Recently my wife and I went to The Four Seasons Performing Arts Centre to see the ballet production of Anna Karenina. Prior to the production there was an interview going on with a lead dancer from the ballet company. The interviewer was attempting to explore the interior tensions of Tolstoy’s story; however the dancer was more interested in addressing her actual dance steps. After some pregnant pauses they managed to navigate the impasse—but in my mind a bit awkwardly.
What is my point? It is one thing to be an amazing ballerina and it is quite another thing to tell a good story. How do we tell our stories? Even more, how do we build our lives?
From the lobby of the Four Seasons Centre I took this blended photo of the cityscape and an art piece of a winged cherub which raises for me the critical question : “How do we build our lives? Both concretely and metaphorically?”

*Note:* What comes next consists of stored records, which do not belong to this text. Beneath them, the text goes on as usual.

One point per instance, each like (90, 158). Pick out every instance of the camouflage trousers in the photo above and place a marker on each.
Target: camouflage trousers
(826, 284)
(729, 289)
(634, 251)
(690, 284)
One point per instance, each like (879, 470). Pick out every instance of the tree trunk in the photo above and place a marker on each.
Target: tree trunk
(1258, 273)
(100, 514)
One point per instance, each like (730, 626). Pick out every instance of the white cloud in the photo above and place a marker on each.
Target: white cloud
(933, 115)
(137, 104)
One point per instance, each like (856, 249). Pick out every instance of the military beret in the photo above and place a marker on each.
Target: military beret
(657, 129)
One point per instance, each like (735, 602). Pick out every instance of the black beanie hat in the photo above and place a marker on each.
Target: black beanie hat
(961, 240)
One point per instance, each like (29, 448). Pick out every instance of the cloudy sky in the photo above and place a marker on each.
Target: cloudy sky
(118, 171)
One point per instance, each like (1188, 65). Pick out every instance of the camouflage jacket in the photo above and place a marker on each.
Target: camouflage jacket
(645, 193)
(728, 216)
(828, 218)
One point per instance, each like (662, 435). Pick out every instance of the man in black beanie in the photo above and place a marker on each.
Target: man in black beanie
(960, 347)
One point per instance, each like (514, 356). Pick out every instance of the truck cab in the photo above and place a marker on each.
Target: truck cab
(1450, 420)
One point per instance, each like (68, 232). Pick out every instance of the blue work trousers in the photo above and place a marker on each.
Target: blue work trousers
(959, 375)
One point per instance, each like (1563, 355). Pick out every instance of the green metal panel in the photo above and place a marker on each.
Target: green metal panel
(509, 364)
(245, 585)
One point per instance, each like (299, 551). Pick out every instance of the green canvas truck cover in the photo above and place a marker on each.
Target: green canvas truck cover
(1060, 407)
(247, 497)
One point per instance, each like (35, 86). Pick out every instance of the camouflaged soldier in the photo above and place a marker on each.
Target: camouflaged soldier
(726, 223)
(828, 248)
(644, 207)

To this point I was impressed by an interview exchange featuring the venerable sage Abraham Heschel and Carl Stern from NBC. “What message have you for young people?” asked Stern in concluding a television interview with the rabbi shortly before his death.
Rabbi Heschel replied: “
Let them remember that there is meaning beyond absurdity. Let them be sure that every deed counts, that every word has power, and that we all can do our share to redeem the world in spite of all absurdities and all frustrations and all disappointments.
“And, above all, [let them] remember. . . to build a life as if it were a work of art.” (Abraham Heschel)
Building our lives as though they are “great works of art!” Something worth striving for, and by the way, makes for “a pretty good story.”